あれ、今さっき自分で説明した筈なのに、言ってることがまったく理解できないんだが……。
「も、もうちょっと簡単に説明してくれませんか。まだそんなに詳しく知ってるわけじゃないので……」
「……ご、ゴメンね! 織斑くんにはちょっと分かりにくかったかな?」
「あ、いや……。その、なんというか。具体的なイメージが湧かないというかですね……」
専門用語を連発されても、記号が中生代の生き物みたいに脳内を泳いでいるだけというか。
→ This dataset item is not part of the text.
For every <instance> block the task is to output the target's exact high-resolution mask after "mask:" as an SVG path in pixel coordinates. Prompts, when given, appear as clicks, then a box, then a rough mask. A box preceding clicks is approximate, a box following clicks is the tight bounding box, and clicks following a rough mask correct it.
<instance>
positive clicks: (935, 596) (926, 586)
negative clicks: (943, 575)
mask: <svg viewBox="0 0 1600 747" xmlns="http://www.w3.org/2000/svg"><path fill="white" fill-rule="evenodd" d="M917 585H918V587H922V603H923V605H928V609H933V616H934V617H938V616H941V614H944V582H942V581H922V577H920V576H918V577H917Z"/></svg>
このまま難しい説明を聞いていたら俺の頭が暗号の水槽と化してしまう。
「な、なるほど……」
反応の微妙な俺に困惑しつつ、山田先生はさらに言葉を続けた。
「そうですね……。じゃあ、『見えない床をISの周りに広げて、その上を歩いて動き回れないかどうか』といった感じでどうでしょう?」
「ん、まあそんなところです」
ちょっと違う気もするけど、抱いていたイメージと大体合っている。
「確かにいいアイデアだと思いますよ。でも、織斑くんのISでは無理かもしれませんね」
「というと?」
「ええ。理論上はできないこともないんですけど、実現には特殊な装備が必要になるんです。『空間作用兵器』というものなんですけど、織斑くんは知ってますか?」
――空間さよ……なんだそりゃ。
記憶を辿ってみるものの、そんな単語を勉強した憶えはないのでさっぱりだ。
「えっと、まだ話してないから分からないですよね。ゴメンね?」
そう言って頭を下げる山田先生。いや、別に謝らなくてもいいんじゃ……。
「それじゃあ説明しますね。『空間作用兵器』というのは、機体の取得した各種情報をフィードバックさせて自動で動かしている慣性制御を、操縦者が意図的に操作して攻撃手段に転用できるようにする技術なんです。簡単に言うと、『今まで操縦者自身が操作できなかったPICを、操縦者の意志で自由に動かせるようにしたもの』ですね。一般にはアクティブ・イナーシャル・キャンセラー、頭文字を取ってAICという名称で呼ばれることが多いそうですけど」
「つまり、そのAICというのが俺の機体にないと床が作れないってことですよね?」
「そうなりますね。外乱要因が少ないPICと比べると演算の量も格段に増えますから、搭載していない機体で再現するとなると他の機能がまともに使えなくなるでしょう。もしシールドの維持ができないとなれば、まず試合では使えなくなっちゃいますね……」
まあそうだよな、と俺は納得した。
そもそもシールドが展開できなきゃ試合にならないし、そうでなくとも相手から攻撃を受けても身を守る手段が無いんじゃ危険すぎて使えない。いくら実現できたとしても、そんな状況は願い下げだ。
「織斑くんの専用機がAICの研究のために開発された機体なら絶対に搭載してあると思いますけど、それ以外なら開発元に問い合わせてみないと分からないですね」
「一応聞いてみます。――すみません、なんか変なこと訊いちゃって」
「気にしなくてもいいですよ。私は一組の担任なんですから、もっと頼ってくれて構いませんよ。ISの知識だけなら豊富ですから」
謝る俺に、山田先生はやさしく微笑み返す。
――豊富なのは知識だけじゃない気もするけどな。元代表候補生だし。あと胸も――ってそっちは豊満か、そうか。
「織斑くん、どうしました?」
「あ、いや。なんでもないです」
ふと浮かび上がった煩悩を頭から追い出して、俺は先生にもう一度頭を下げた。